Frazetta leaves out arms when it suits him. For the sake of better reading.
CaveGirl
I suggest copying some Ben Caldwell. He's got some great little books. I think a lot of him since I did a little copying of his stuff. Good solid appeal. Give you some good ideas about figure mannikins.
Or a knife-cutting vein-slicing sound like KSHH-SPLURP!
Going into the weeds here, but Ellis sent me to Bridgeman and put up a Kirby panel--So in my Bridgeman book he draws a fist but the thumb rests on the first finger instead of crossing over the first and second fingers. And so does the typical Kirby fist. Was there an old-fashioned way to make a fist?
Post the Bridgeman fist please. I gotta see this. My thumb crosses over two-and-a-half fingers when I make a fist.
Oh yeah.
Bridgeman is just showing the mobility of the thumb. The angles it can rest in the mass of a "fist." The fist with the thumb on top is a, paying out twine, fist.
Even though I has a wacky karate instructor named Walter Bone in 1970 instruct us that it was his prefered method for forming his fist. Said the thumb was more likely injured with a traditional fist.

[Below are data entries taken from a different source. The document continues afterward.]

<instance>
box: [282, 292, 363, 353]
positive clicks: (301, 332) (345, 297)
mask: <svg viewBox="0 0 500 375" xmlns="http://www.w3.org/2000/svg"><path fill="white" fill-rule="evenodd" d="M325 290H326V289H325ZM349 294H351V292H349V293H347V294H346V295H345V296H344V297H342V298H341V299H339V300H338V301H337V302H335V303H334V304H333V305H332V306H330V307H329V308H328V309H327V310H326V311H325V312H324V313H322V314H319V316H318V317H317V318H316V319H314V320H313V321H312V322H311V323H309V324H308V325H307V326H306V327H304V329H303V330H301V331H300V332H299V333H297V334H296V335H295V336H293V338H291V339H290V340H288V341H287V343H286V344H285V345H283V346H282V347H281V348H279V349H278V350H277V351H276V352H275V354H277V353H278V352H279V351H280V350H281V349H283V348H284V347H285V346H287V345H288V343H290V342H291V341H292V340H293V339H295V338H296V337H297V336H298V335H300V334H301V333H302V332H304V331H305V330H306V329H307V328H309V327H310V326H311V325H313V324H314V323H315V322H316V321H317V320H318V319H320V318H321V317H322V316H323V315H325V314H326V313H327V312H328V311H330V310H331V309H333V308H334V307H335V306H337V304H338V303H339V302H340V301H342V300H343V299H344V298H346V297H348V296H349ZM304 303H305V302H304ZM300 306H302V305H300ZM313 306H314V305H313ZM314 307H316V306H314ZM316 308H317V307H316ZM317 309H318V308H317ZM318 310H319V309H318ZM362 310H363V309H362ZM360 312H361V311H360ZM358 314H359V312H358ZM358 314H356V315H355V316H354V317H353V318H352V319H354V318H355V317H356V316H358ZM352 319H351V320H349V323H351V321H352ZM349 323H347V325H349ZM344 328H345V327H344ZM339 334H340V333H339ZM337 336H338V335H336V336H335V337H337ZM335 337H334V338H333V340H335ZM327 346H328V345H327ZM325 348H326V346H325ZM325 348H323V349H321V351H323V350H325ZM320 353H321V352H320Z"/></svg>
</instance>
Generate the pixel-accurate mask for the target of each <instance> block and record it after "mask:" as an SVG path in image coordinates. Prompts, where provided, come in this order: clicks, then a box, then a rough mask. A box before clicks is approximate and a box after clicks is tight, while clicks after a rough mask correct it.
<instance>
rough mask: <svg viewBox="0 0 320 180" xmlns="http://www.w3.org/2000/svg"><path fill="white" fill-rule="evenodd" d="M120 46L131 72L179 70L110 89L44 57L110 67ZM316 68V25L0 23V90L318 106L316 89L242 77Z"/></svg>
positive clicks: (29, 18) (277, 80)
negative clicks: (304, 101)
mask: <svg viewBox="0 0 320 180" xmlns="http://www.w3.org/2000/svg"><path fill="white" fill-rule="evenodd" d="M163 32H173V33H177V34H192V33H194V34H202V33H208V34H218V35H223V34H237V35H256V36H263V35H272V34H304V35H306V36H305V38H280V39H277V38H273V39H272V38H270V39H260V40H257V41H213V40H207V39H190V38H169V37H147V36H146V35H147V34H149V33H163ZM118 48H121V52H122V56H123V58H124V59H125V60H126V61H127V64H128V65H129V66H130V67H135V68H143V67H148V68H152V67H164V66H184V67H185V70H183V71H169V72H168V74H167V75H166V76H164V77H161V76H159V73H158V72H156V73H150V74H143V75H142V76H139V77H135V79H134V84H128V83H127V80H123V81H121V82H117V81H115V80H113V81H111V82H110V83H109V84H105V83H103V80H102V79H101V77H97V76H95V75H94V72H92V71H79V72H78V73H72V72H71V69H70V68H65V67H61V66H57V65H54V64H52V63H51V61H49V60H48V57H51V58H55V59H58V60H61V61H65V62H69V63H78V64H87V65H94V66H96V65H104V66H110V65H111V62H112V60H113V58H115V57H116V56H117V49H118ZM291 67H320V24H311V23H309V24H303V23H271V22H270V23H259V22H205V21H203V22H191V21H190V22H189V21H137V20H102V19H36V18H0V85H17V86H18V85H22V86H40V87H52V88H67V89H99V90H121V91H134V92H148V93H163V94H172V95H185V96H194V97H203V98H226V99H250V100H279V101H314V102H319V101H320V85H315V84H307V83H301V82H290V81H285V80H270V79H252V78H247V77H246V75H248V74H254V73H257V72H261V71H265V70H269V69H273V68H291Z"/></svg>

He was a bit of a weirdo. Great at forms.
Waletr Bone in the helmet I believe back then, when you decided to wear head protection, it allowed the other guy full contact to your head.
Ben, I second Ellis's suggestions in the first post. Maybe try redrawing it in the Bridgman style...?
I love that you are sharing a work-in-progress or otherwise imperfect illustration--takes courage and we all learn more that way!
Interesting about the fist quandary...and Ellis, I love yr anecdotes!